Though EBT is a good resource for low-income students, having a meal plan with CSUMB could limit the CalFresh benefits a student can qualify for. In this case, students could utilize on-campus resources to access fresh and nutritious foods.

The Basic Needs Hub is open every week from 9 a.m. to 4 p.m. and offers “nonperishable grocery items, healthy produce, and grab-and-go snacks and prepared food.” The Hub operates on a point system, where students have 5 points per day to grab whatever items they may need at no cost. 

Granola bars, coffee pods, spices and other small items are worth 1 point, while more critical items such as frozen or pre-packaged meals can be up to 3 points, according to  Basic Needs Care Manager Joanna Snawder-Manzo.

“Another one of my favorite programs is Fresh Access. We created this program a few years ago in partnership with the local farmer’s markets, so students can get vouchers for up to $20 per month to use at farmer’s markets in the area,” she explained.

If you’re interested in Fresh Access, “all students need to do is submit a one-time Basic Needs referral form, and we put them on a list.
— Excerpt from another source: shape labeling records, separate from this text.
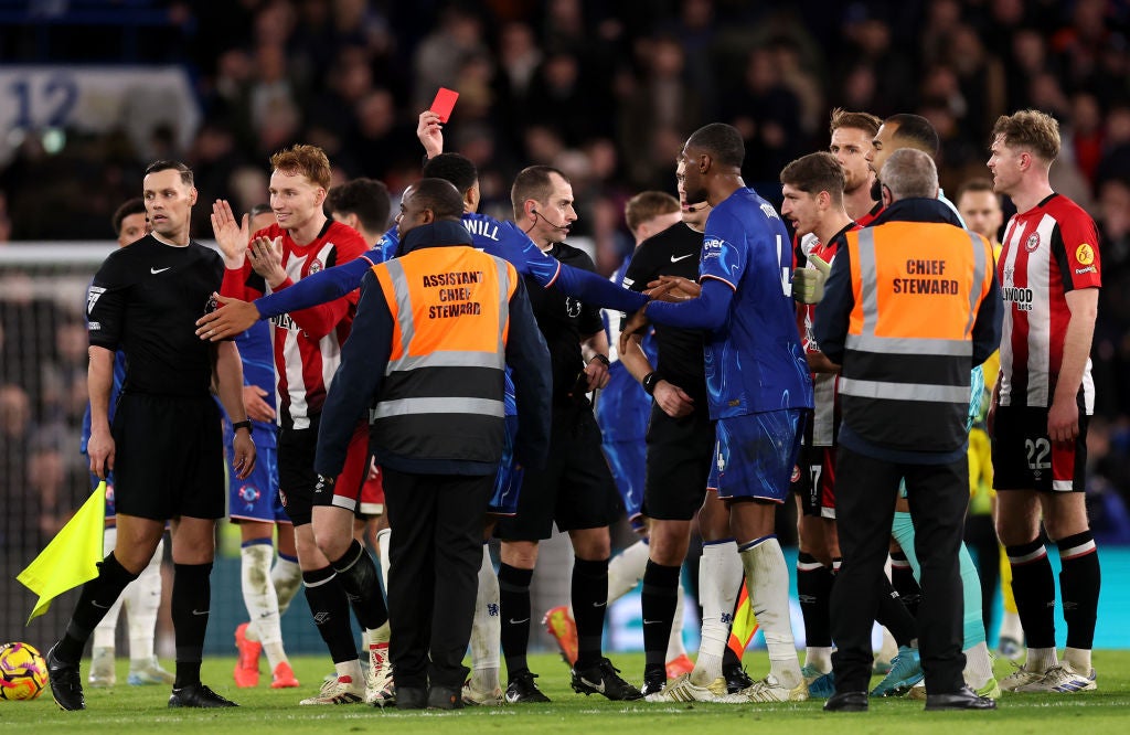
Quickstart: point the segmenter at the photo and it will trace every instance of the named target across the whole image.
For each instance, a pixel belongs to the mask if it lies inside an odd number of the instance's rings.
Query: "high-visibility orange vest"
[[[853,433],[899,450],[965,442],[973,325],[992,285],[992,249],[941,223],[846,233],[854,305],[840,397]]]
[[[392,352],[371,412],[377,447],[401,457],[497,462],[512,265],[466,245],[421,248],[373,267],[392,313]]]

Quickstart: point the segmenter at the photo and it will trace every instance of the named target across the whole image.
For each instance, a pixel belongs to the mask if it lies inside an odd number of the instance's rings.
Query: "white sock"
[[[389,536],[391,528],[382,528],[376,531],[376,548],[381,554],[381,585],[384,588],[384,596],[389,596]]]
[[[359,658],[350,658],[347,662],[334,664],[333,671],[337,672],[338,678],[341,678],[342,676],[348,676],[354,684],[362,684],[362,685],[365,684],[365,675],[362,674]]]
[[[676,658],[687,655],[687,649],[683,646],[683,615],[685,607],[683,597],[686,595],[686,590],[683,589],[683,582],[679,582],[679,589],[676,594],[678,596],[675,598],[675,620],[671,621],[671,637],[667,641],[668,662],[673,662]]]
[[[282,651],[282,628],[279,622],[279,600],[271,576],[275,548],[270,543],[252,543],[240,550],[240,581],[243,604],[247,607],[251,624],[247,638],[261,641],[263,652],[273,672],[286,660]]]
[[[970,689],[976,691],[989,683],[992,678],[992,658],[989,656],[989,647],[984,641],[975,643],[965,649],[965,683]]]
[[[165,539],[157,543],[157,551],[141,574],[125,588],[125,609],[130,632],[130,660],[148,662],[153,658],[153,639],[157,634],[157,608],[160,607],[160,562],[165,557]]]
[[[698,561],[698,596],[703,605],[702,643],[690,681],[706,686],[722,675],[722,654],[730,641],[729,620],[741,587],[741,557],[733,539],[705,544]]]
[[[1046,672],[1050,668],[1059,666],[1059,659],[1055,657],[1055,647],[1052,648],[1029,648],[1028,658],[1025,660],[1024,671],[1027,672]],[[1090,668],[1088,667],[1089,672]]]
[[[1020,614],[1005,611],[1005,614],[1000,619],[1000,631],[998,631],[997,637],[1011,638],[1012,640],[1023,643],[1024,625],[1020,624]]]
[[[608,562],[608,602],[624,597],[643,579],[647,568],[647,542],[640,539]]]
[[[279,617],[290,608],[290,600],[302,587],[302,568],[298,560],[279,554],[271,567],[271,583],[275,585],[275,597],[279,600]]]
[[[498,616],[498,576],[490,561],[490,546],[483,544],[479,591],[475,596],[475,620],[471,623],[471,686],[480,692],[493,692],[501,686],[502,617]]]
[[[832,671],[832,647],[809,646],[805,649],[805,668],[809,666],[827,674]]]
[[[1090,676],[1090,649],[1089,648],[1064,648],[1063,663],[1076,674]]]
[[[749,604],[770,652],[770,674],[788,689],[801,681],[800,662],[789,617],[789,568],[776,536],[750,542],[741,551]]]
[[[118,527],[111,526],[102,534],[102,548],[104,554],[108,554],[114,551],[114,546],[118,545]],[[137,581],[130,582],[114,604],[110,606],[106,614],[103,616],[102,621],[94,629],[94,648],[108,648],[111,651],[114,650],[114,634],[118,631],[118,616],[122,612],[122,600],[125,599],[125,595],[129,593],[130,587],[136,585]]]

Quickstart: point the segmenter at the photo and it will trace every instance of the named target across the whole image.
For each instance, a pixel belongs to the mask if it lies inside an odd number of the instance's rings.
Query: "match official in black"
[[[441,179],[421,180],[401,201],[400,256],[362,282],[318,440],[315,468],[330,482],[345,462],[349,427],[373,407],[392,528],[389,655],[398,709],[462,707],[507,364],[515,453],[541,466],[549,450],[549,353],[525,287],[513,266],[471,247],[462,214],[459,191]]]
[[[965,686],[958,548],[970,502],[970,372],[1000,344],[992,247],[938,201],[930,156],[904,148],[879,174],[883,214],[849,232],[816,310],[816,339],[842,365],[832,590],[836,693],[824,709],[867,709],[871,622],[905,478],[922,563],[919,642],[928,710],[993,709]]]

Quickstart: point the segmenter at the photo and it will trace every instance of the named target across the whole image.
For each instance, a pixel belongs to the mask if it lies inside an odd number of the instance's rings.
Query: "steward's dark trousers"
[[[389,657],[394,682],[459,690],[468,674],[462,662],[494,475],[415,475],[388,467],[382,474],[392,529]]]
[[[836,529],[843,565],[832,588],[832,655],[836,691],[868,689],[871,624],[890,544],[898,481],[906,479],[914,551],[922,564],[919,649],[927,692],[956,692],[962,669],[962,577],[958,550],[970,502],[968,460],[910,465],[872,459],[840,447]]]

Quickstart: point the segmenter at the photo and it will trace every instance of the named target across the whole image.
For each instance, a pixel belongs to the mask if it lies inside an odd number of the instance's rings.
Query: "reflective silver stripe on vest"
[[[860,308],[863,311],[863,335],[875,336],[875,322],[879,320],[879,294],[875,269],[875,231],[859,231]]]
[[[844,346],[857,352],[876,352],[887,355],[944,355],[947,357],[973,355],[973,343],[966,339],[847,335]]]
[[[972,230],[966,230],[965,234],[973,241],[973,284],[970,288],[970,320],[965,325],[965,334],[973,331],[973,321],[977,318],[977,304],[984,293],[985,280],[985,247],[981,244],[981,237]],[[971,353],[972,354],[972,353]]]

Then they can come in and pick up their vouchers every month, and they never expire.”

Even though these programs can be extremely helpful for students struggling with food insecurity, they are not always taken advantage of due to a stigma surrounding them. 

Snawder-Manzo wants to let students know that they’re not alone in this situation. “Many students struggle, but that doesn’t mean it’s OK. It’s because of the cost of education and our state being one of the most expensive states to live in. The system is broken, not the students.”

“We’re here to help. Our focus is to alleviate some of those insecurities, so students can focus on being students,” assured Snawder-Manzo.